The present results suggest that the degree of medial orbitofrontal activation by the nonblocked control stimulus compared with the blocked experimental stimulus correlated with the degree of behavioral blocking across all subjects. Correspondingly, medial orbitofrontal cortex is more activated by the nonblocked stimulus than by the blocked stimulus in subjects showing behavioral blocking but not in subjects without blocking. Single-cell recordings indicate that some orbitofrontal neurons respond to unpredicted reward delivered outside the task (Tremblay and Schultz 2000a) and to omitted reward when the animal makes an error (Thorpe et al. 1983). Results from a previous functional imaging experiment show that the orbitofrontal cortex is activated by unexpected rewards and depressed by unexpected reward omissions, indicating the explicit processing of reward prediction errors (O’Doherty et al. 2003). The present results extend these findings by suggesting that activations in orbitofrontal cortex may follow the systematic experimental manipulations of prediction errors to the degree to which individual subjects follow them behaviorally. Taken together the orbitofrontal cortex appears to process errors in reward prediction according to formal assumptions of learning theory.
The presently observed activations in the ventral putamen and the orbitofrontal cortex resemble the stronger responses of dopamine neurons for reward-predicting stimuli compared with neutral stimuli (Ljungberg et al. 1992; Waelti et al. 2001). Furthermore, dopamine neurons acquire weaker responses to stimuli that are blocked from learning compared with control stimuli that are being learned in the presence of a reward-prediction error (Waelti et al. 2001). These similarities suggest that learning theories can account for both phasic dopamine firing and activation of ventral putamen and orbitofrontal cortex. Thus dopamine, orbitofrontal and striatal regions appear to signal prediction errors and acquire responses to conditioned stimuli dependent on prediction errors.

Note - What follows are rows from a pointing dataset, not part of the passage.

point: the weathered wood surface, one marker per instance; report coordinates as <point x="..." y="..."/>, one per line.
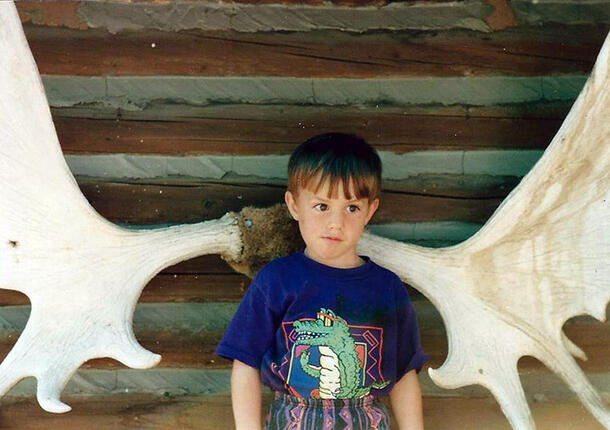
<point x="257" y="130"/>
<point x="155" y="204"/>
<point x="520" y="51"/>
<point x="245" y="16"/>
<point x="157" y="412"/>
<point x="185" y="347"/>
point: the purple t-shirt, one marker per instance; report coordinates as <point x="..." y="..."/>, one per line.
<point x="319" y="331"/>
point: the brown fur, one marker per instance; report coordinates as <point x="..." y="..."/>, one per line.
<point x="273" y="233"/>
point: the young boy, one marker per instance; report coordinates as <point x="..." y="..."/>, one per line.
<point x="326" y="329"/>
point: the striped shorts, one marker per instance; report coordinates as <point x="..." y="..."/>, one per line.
<point x="294" y="413"/>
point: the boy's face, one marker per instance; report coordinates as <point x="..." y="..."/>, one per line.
<point x="331" y="227"/>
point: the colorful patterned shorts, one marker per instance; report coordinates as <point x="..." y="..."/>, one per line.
<point x="293" y="413"/>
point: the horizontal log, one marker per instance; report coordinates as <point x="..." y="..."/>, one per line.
<point x="301" y="16"/>
<point x="187" y="334"/>
<point x="516" y="51"/>
<point x="263" y="130"/>
<point x="157" y="204"/>
<point x="139" y="92"/>
<point x="159" y="412"/>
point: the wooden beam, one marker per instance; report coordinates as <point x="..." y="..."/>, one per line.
<point x="520" y="51"/>
<point x="262" y="130"/>
<point x="157" y="204"/>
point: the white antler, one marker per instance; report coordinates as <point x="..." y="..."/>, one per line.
<point x="542" y="258"/>
<point x="82" y="274"/>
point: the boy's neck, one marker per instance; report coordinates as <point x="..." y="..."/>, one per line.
<point x="356" y="262"/>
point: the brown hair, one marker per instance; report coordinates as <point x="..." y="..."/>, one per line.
<point x="336" y="157"/>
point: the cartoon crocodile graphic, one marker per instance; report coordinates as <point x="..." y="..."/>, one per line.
<point x="339" y="370"/>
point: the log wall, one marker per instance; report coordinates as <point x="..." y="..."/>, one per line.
<point x="173" y="112"/>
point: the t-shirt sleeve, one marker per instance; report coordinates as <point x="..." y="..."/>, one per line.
<point x="408" y="349"/>
<point x="251" y="329"/>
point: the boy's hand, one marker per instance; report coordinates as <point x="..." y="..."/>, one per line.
<point x="406" y="401"/>
<point x="246" y="396"/>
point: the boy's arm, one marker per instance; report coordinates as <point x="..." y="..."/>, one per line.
<point x="406" y="401"/>
<point x="246" y="396"/>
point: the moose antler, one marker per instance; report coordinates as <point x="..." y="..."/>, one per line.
<point x="504" y="293"/>
<point x="542" y="258"/>
<point x="83" y="275"/>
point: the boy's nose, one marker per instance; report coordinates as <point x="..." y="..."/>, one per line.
<point x="335" y="220"/>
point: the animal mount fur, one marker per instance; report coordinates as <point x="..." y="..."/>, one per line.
<point x="504" y="293"/>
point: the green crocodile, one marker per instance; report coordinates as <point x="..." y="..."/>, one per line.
<point x="339" y="370"/>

Both putamen and orbitofrontal cortex regions are innervated by dopamine neurons (Groves et al. 1994; Lynd-Balta and Haber 1994; Williams and Goldman-Rakic 1998). Given that the hemodynamic responses measured by fMRI may reflect mainly inputs to an activated region rather than the spiking activity of projection neurons (Logothetis et al. 2001), it is tempting to suggest that the prediction-error-dependent learning observed presently might be driven by dopamine inputs. Alternatively, dopamine might influence different neuronal processes in the two target structures. For example, reward-processing neurons in the orbitofrontal cortex might be preferentially involved in detection, perception, and expectation of reward, whereas those in the striatum might also incorporate reward information into motor preparation (Pasupathy and Miller 2005; Schultz 2000). Dopamine might also affect blood flow through dilatory effects on the vascular system (Amenta et al. 2000; Hughes et al. 1986), and this effect could potentially contribute to the present activations. However, it is not clear what the time scale of such an effect would be and whether this would contribute to rapid event-related (phasic) activations of the type seen here.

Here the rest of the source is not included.